Fig. 2. Confirming dominant m⁶As on HIV-1 RNA at the single nucleotide resolution.

a, ALKBH5 treatment reduced m⁶A signals of HIV-1 virion RNA. A schematic view of ALKBH5 treatment is shown in (i). An immunoblot assay showed an 87% reduction in m⁶A signals following ALKBH5 treatment (i). DRS Tombo-MSC d values comparing ALKBH5-treated (blue) and non-treated (PBS; red) RNAs are shown in (ii). b, Site-directed mutagenesis eliminated modification signals. Tombo d values (y axis) comparing WT (red), ALKBH5-treated WT RNAs (blue) and WT IVT RNAs (black) are shown in (i). Tombo analysis of four mutant NL4-3 RNAs, including A8079G, A8110G, A8975C and A8989T, using IVT controls with the same mutations is shown in (ii). Top: the read depth of mutant HIV-1 RNA (purple bars) and IVT controls (MutIVT; grey bars). All mutants showed effective removal of modification signals. c, Oligonucleotide LC–MS/MS using RNase T1. A schematic view of RNA sample preparation is shown in (i). The target RNA fragments are purified using biotinylated DNA probes and subjected to RNase T1 digestion and LC–MS/MS. Purified target RNAs and DNA probes are shown in a 12% denaturing polyacrylamide gel electrophoresis (PAGE) (ii). Oligonucleotide LC–MS/MS confirmed adenosine methylations at 8,989 (top) and 8,975 (bottom) (iii). MB, methylene blue; Ctrl, untreated control. Source data

Fig. 3. Knocking out all the three dominant m⁶As on HIV-1 RNA, but not the single m⁶A, affects viral fitness.

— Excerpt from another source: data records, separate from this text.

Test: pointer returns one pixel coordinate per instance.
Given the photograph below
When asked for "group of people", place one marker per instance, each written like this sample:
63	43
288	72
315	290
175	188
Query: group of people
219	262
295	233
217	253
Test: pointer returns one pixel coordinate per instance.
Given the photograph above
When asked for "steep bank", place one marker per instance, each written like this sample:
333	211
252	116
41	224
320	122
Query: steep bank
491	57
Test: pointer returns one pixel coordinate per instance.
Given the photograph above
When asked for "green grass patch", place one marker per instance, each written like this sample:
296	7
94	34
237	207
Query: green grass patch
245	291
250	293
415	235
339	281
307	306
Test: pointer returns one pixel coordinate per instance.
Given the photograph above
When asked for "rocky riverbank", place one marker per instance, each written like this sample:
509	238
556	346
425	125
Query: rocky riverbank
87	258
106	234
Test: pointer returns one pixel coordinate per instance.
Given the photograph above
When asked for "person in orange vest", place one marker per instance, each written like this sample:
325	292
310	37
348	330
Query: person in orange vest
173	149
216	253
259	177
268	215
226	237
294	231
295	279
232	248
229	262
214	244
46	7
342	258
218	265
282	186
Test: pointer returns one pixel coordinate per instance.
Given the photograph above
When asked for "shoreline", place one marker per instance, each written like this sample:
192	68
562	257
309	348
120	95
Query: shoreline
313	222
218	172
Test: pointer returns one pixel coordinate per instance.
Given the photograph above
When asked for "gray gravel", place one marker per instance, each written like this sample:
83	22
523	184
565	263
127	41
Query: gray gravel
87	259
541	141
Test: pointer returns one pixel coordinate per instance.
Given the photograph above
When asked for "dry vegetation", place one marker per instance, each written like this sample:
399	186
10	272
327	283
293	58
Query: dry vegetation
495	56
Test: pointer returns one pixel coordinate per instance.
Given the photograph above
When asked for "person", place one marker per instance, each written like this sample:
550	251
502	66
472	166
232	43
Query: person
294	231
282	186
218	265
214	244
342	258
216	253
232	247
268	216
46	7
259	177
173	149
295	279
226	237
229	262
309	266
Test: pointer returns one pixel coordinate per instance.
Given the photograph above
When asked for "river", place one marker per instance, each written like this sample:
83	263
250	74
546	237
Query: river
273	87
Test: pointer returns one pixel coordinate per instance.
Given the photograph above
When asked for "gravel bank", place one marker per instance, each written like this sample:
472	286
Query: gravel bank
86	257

a, A schematic view of experimental procedures. qPCR, quantitative PCR. b,c, Intracellular Gag protein (b) and gp41 and Vif expression (c) were significantly reduced by the triple mutation (P = 0.0110, P = 0.0146 and P = 0.0037, respectively), but not by the single mutations. Western blot results were quantitated by densitometry (bar charts below the gel images). WT results were set as 1. Triple mutant (Triple) and single mutants (A8079G, A8975C and A8989T) are shown in comparison. d, Triple mutants showed a significant reduction in US RNAs (P = 0.0037), while single mutants did not. e, p24 release into the medium was significantly reduced by triple mutations (P = 0.0348), but not by single mutations. f, An infection assay using an equimolar p24-containing medium showed a significant decrease in viral infectivity (P = 0.0004). The number of infected cells was determined by measuring GFP expression in GHOST reporter cells using flow cytometry. A heat-inactivated (heat inact.) HIV-1 was used as a negative control. A8079 is in a region where rev and env genes overlap. A8079G is silent for rev but changes glutamine to glycine at position 771 of gp41 (the cytoplasmic domain of envelope). A8975C and A8989T are in the U3. All the bar graphs in this figure are presented as mean values ± s.d. Two-tailed t-tests; n = 3 for triple (triangles), A8079G, A8975C (circles) and A8989T (diamonds); n = 3 for WT in each experiment (three experiments, total n = 9). NS, not significant. Source data

Fig. 4. The triple m⁶A mutation induces over splicing of HIV-1 RNA.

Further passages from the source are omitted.